Die AOK teilte mit, alle „notwendigen juristischen Schritte“ einzuleiten. Dazu hat die AOK nun zwei Wochen Zeit. Dr. Christopher Hermann, stellvertretender Vorsitzender der AOK Baden-Württemberg und Verhandlungsführer der AOK rechnet allerdings mit weiteren Verzögerungen. Auf einer Fachkonferenz in Hamburg hatte Hermann noch am Mittwoch kritisiert, dass die klagenden Hersteller ihre Nachprüfungsanträge erst nach der Ausgabe der Vorabinformationen gestellt hätten. „Loser-Firmen wie TAD oder Heumann“ hätten danach den Rechtsweg angestrebt, so Hermann.

Anfang der Woche hatte die AOK mit 23 Herstellern Rabattverträge über 17 Wirkstoffe abgeschlossen. Unter den acht klagenden Herstellern hatte niemand für diese Wirkstoffe mitgeboten, daher gab es kein Nachprüfungsverfahren gegen die Verträge. Vor den Vergabekammern von Bund und Ländern können nur Nachprüfungsanträge gestellt werden. Ein genereller Angriff gegen das Ausschreibungsverfahren wäre ein Fall für die Sozialgerichte.

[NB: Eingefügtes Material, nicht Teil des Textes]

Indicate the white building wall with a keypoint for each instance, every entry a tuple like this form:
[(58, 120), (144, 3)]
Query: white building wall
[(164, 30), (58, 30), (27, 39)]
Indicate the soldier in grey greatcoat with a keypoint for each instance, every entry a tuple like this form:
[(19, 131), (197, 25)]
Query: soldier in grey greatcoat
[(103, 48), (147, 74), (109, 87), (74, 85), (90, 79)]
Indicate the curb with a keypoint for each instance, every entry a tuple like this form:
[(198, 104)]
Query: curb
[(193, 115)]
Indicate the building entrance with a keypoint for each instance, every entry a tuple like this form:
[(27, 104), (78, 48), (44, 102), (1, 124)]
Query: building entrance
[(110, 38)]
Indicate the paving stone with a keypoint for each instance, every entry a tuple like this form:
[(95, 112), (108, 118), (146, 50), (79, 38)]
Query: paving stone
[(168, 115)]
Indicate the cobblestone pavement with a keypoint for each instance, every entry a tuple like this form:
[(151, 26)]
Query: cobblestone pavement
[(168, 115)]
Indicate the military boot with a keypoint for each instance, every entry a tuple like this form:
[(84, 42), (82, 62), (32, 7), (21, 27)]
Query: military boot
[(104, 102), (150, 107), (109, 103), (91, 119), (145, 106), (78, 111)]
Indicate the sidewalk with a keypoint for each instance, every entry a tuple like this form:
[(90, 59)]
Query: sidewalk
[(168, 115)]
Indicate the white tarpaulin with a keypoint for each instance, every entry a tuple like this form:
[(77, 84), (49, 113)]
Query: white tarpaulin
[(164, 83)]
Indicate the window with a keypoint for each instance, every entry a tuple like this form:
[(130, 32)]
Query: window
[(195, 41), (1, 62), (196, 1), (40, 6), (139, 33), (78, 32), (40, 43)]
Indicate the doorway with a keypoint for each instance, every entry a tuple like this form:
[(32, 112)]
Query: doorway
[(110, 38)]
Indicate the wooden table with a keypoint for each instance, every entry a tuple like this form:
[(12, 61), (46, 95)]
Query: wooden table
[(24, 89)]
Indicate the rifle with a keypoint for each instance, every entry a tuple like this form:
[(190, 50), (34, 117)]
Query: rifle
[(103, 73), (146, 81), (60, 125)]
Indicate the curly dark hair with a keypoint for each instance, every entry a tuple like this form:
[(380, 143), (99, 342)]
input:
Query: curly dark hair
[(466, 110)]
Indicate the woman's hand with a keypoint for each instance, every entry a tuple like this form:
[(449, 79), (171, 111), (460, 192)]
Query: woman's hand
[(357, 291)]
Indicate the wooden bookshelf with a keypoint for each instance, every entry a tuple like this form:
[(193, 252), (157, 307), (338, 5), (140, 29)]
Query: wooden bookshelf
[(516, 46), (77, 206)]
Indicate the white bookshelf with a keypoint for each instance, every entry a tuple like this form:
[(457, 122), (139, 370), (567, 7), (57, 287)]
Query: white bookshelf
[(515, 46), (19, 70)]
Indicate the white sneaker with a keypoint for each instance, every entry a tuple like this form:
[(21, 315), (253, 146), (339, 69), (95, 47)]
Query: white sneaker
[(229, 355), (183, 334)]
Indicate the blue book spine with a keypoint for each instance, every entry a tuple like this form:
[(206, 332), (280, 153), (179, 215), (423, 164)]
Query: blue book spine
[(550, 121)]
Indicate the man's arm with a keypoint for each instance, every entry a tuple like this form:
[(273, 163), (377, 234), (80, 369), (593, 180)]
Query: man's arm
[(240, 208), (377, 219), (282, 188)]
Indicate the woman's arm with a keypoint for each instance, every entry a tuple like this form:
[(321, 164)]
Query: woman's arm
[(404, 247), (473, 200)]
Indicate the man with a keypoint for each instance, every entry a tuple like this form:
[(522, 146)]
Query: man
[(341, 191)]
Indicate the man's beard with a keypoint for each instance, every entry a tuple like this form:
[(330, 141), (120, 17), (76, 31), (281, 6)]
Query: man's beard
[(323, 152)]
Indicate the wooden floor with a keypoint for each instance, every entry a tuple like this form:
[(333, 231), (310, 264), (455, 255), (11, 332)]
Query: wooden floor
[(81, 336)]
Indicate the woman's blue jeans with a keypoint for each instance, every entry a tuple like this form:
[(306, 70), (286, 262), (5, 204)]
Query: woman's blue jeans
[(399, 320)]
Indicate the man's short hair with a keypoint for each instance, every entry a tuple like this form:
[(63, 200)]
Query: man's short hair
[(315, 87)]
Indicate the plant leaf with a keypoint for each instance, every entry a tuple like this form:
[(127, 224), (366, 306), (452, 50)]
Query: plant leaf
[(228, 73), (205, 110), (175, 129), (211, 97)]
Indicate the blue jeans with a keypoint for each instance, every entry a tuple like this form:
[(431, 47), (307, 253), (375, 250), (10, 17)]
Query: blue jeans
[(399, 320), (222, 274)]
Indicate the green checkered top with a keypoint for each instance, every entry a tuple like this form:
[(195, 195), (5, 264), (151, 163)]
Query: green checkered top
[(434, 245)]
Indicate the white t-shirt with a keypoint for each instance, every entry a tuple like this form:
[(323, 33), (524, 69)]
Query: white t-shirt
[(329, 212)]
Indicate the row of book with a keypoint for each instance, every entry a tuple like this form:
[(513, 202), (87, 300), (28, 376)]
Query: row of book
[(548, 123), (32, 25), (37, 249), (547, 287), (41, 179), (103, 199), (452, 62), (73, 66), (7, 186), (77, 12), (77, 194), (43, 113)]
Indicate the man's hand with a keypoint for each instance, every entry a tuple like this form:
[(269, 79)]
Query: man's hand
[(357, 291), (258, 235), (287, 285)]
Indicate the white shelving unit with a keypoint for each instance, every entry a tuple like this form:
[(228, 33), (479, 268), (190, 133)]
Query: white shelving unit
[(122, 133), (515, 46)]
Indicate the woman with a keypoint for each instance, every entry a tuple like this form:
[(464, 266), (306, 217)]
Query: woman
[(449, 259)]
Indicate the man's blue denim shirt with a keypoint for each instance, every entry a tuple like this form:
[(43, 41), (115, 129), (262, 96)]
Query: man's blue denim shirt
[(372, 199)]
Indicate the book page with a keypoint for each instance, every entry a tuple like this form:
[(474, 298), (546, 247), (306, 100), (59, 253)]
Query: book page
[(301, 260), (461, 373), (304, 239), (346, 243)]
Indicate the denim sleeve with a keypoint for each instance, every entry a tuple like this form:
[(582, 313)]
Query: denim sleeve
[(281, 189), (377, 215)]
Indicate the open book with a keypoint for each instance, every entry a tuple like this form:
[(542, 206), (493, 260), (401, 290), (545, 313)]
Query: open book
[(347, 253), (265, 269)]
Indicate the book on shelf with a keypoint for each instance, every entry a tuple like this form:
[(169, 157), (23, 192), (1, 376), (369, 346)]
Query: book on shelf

Die AOK geht indes weiter davon aus, dass die Rabattverträge erfolgreich abgeschlossen werden. Bei den zu erwartenden Einsparungen habe man „genauer nachgerechnet“ und erwarte nun Entlastungen von insgesamt 1,2 Milliarden Euro in den beiden kommenden Jahren, teilte Hermann mit. In diesem Jahr rechnet er mit Einsparungen von rund 100 Millionen Euro.